Create a Full Text Search index with SQLAlchemy on PostgreSQL

Question:

I need to create a PostgreSQL Full Text Search index in Python with SQLAlchemy. Here’s what I want in SQL:

CREATE TABLE person ( id INTEGER PRIMARY KEY, name TEXT );
CREATE INDEX person_idx ON person USING GIN (to_tsvector('simple', name));

Now how do I do the second part with SQLAlchemy when using the ORM:

class Person(db.Model):
    id = db.Column(db.Integer, primary_key=True)
    name = db.Column(db.String)
Asked By: Markus Meskanen

||

Answers:

You could create index using Index in __table_args__. Also I use a function to create ts_vector to make it more tidy and reusable if more than one field is required. Something like below:

from sqlalchemy.dialects import postgresql

def create_tsvector(*args):
    exp = args[0]
    for e in args[1:]:
        exp += ' ' + e
    return func.to_tsvector('english', exp)

class Person(db.Model):
    id = db.Column(db.Integer, primary_key=True)
    name = db.Column(db.String)

    __ts_vector__ = create_tsvector(
        cast(func.coalesce(name, ''), postgresql.TEXT)
    )

    __table_args__ = (
        Index(
            'idx_person_fts',
            __ts_vector__,
            postgresql_using='gin'
        )
    )

Update:
A sample query using index (corrected based on comments):

people = Person.query.filter(Person.__ts_vector__.match(expressions, postgresql_regconfig='english')).all()
Answered By: sharez

The answer from @sharez is really useful (especially if you need to concatenate columns in your index). For anyone looking to create a tsvector GIN index on a single column, you can simplify the original answer approach with something like:

from sqlalchemy import Column, Index, Integer, String
from sqlalchemy.ext.declarative import declarative_base
from sqlalchemy.sql import func


Base = declarative_base()

class Example(Base):
    __tablename__ = 'examples'

    id = Column(Integer, primary_key=True)
    textsearch = Column(String)

    __table_args__ = (
        Index(
            'ix_examples_tsv',
            func.to_tsvector('english', textsearch),
            postgresql_using='gin'
            ),
        )

Note that the comma following Index(...) in __table_args__ is not a style choice, the value of __table_args__ must be a tuple, dictionary, or None.

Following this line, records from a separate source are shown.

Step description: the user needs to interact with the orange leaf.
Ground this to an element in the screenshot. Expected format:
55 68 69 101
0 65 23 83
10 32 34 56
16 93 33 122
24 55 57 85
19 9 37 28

If you do need to create a tsvector GIN index on multiple columns, here is another way to get there using text().

from sqlalchemy import Column, Index, Integer, String, text
from sqlalchemy.ext.declarative import declarative_base
from sqlalchemy.sql import func


Base = declarative_base()

def to_tsvector_ix(*columns):
    s = " || ' ' || ".join(columns)
    return func.to_tsvector('english', text(s))

class Example(Base):
    __tablename__ = 'examples'

    id = Column(Integer, primary_key=True)
    atext = Column(String)
    btext = Column(String)

    __table_args__ = (
        Index(
            'ix_examples_tsv',
            to_tsvector_ix('atext', 'btext'),
            postgresql_using='gin'
            ),
        )
Answered By: benvc

It has been answered already by @sharez and @benvc. I needed to make it work with weights though. This is how I did it based on their answers :

from sqlalchemy import Column, func, Index, String
from sqlalchemy.ext.declarative import declarative_base
from sqlalchemy.sql.operators import op

CONFIG = 'english'

Base = declarative_base()

def create_tsvector(*args):
    field, weight = args[0]
    exp = func.setweight(func.to_tsvector(CONFIG, field), weight)
    for field, weight in args[1:]:
        exp = op(exp, '||', func.setweight(func.to_tsvector(CONFIG, field), weight))
    return exp

class Example(Base):
    __tablename__ = 'example'

    foo = Column(String)
    bar = Column(String)

    __ts_vector__ = create_tsvector(
        (foo, 'A'),
        (bar, 'B')
    )

    __table_args__ = (
        Index('my_index', __ts_vector__, postgresql_using='gin'),
    )
Answered By: Thierry G.

Thanks for this question and answers.

I’d like to add a bit more in case ppl using alembic to manage versions by
using autogenerate
which creating the index seems not be detected.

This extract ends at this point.